Pharmacy campaign delivers pay increase


MEDIA RELEASE | 14 June 2019

Professionals Pharmacists Australia said the decision by the Fair Work Commission to provide a 5% increase in pharmacists’ pay and another 10% for those undertaking HMRs and RMMR in the Work Value case should encourage pharmacists to keep fighting for fair pay.

The case was brought by pharmacists through their union, Professional Pharmacists Australia and CEO Chris Walton said pharmacists should be proud of their achievement.

“Pharmacists banded together to deliver up to 15% pay increases in this Work Value case, which is one of the first of its kind,” said Mr Walton.

“When you add that to more than 6% across the past two consecutive National Wage increases, pharmacists have seen an unprecedented 21% bump in pay.

“Its no coincidence that the pharmacy sector is now the most heavily unionised that it has ever been.

“For the past three years, pharmacists have got organised through their union and fought against the odds – and against the Pharmacy Guild – and this what happens when you get organised.

“Up to 21% increases in the past 3 years have now been achieved but pharmacists deserve more.”

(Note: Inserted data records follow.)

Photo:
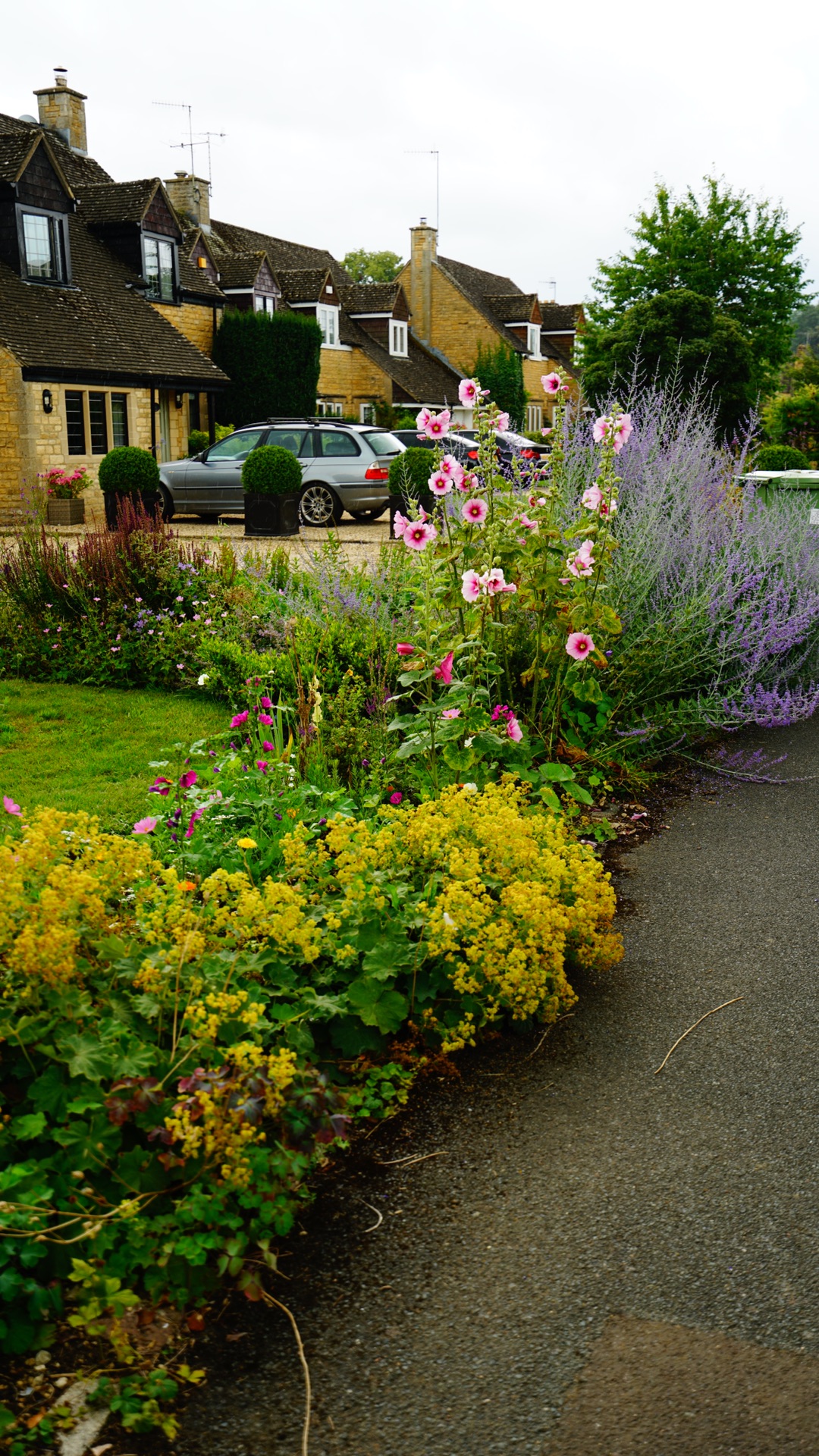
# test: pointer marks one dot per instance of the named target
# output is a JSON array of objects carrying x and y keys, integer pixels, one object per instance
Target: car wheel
[
  {"x": 373, "y": 514},
  {"x": 319, "y": 506}
]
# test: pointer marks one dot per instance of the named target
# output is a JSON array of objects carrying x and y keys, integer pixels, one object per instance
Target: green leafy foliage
[{"x": 273, "y": 362}]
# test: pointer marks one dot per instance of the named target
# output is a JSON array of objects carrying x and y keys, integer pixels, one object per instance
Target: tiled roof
[
  {"x": 98, "y": 327},
  {"x": 79, "y": 171},
  {"x": 369, "y": 297},
  {"x": 118, "y": 201}
]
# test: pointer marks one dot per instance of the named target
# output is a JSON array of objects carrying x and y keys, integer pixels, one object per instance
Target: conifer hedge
[{"x": 273, "y": 363}]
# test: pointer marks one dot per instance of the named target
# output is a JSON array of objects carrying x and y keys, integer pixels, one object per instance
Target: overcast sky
[{"x": 553, "y": 123}]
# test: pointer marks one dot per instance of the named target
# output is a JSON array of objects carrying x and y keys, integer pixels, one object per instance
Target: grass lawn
[{"x": 89, "y": 747}]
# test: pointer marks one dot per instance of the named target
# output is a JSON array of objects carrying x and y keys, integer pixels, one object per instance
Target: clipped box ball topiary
[
  {"x": 271, "y": 471},
  {"x": 781, "y": 457},
  {"x": 126, "y": 469}
]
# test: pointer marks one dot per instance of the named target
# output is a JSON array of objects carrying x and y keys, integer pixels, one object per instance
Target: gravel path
[{"x": 576, "y": 1185}]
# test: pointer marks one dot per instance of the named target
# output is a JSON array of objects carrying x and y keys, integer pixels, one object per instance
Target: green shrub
[
  {"x": 127, "y": 468},
  {"x": 273, "y": 362},
  {"x": 781, "y": 457},
  {"x": 271, "y": 471}
]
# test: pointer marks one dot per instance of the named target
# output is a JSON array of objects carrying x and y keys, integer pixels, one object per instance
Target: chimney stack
[
  {"x": 422, "y": 258},
  {"x": 191, "y": 199},
  {"x": 63, "y": 111}
]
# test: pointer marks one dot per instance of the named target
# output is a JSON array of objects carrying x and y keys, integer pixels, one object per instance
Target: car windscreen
[{"x": 384, "y": 444}]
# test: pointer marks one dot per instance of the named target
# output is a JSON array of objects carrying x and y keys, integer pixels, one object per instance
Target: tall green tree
[
  {"x": 722, "y": 245},
  {"x": 273, "y": 363},
  {"x": 679, "y": 337},
  {"x": 365, "y": 267},
  {"x": 500, "y": 370}
]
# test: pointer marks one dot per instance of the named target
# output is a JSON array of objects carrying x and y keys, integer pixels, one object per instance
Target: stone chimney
[
  {"x": 422, "y": 258},
  {"x": 63, "y": 111},
  {"x": 191, "y": 199}
]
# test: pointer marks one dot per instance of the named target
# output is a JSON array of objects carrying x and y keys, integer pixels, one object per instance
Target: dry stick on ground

He said the case was not over, with the issue of “pay relativity” still to be resolved by the President of the Commission, which he said could result in another boost to pay.

“In addition to the increases today, we achieved recognition wages were out of whack with other industries and will now push for a further increase.

Mr Walton called on employers to pass on the wage increases in full, and not absorb the increases.

“Today, I’m calling on the Pharmacy Guild to advise members to pass on the pay rises in full. I’m also calling on all employers to confirm they will do so.”

He encouraged more pharmacists to join the fight.

“There are other ways we can fight for more pay but we need more pharmacist to join the fight – the best way to achieve decent pay increases is to bargain through your union and if the majority of employees are members we can force an employer to bargain under the law.

“We need to build on the momentum and keep growing union membership in this sector to keep closing the gap between pharmacy and other health sectors.

The fact is that pharmacists who undertake a 4-year degree plus 1-year internship and have greater responsibilities deserve to be paid more than award rate of $27 per hour.

“It seems incomprehensible that such well trained and critical health professionals can be paid less than $50,000 per annum. We’re changing that but we need to keep up the fight.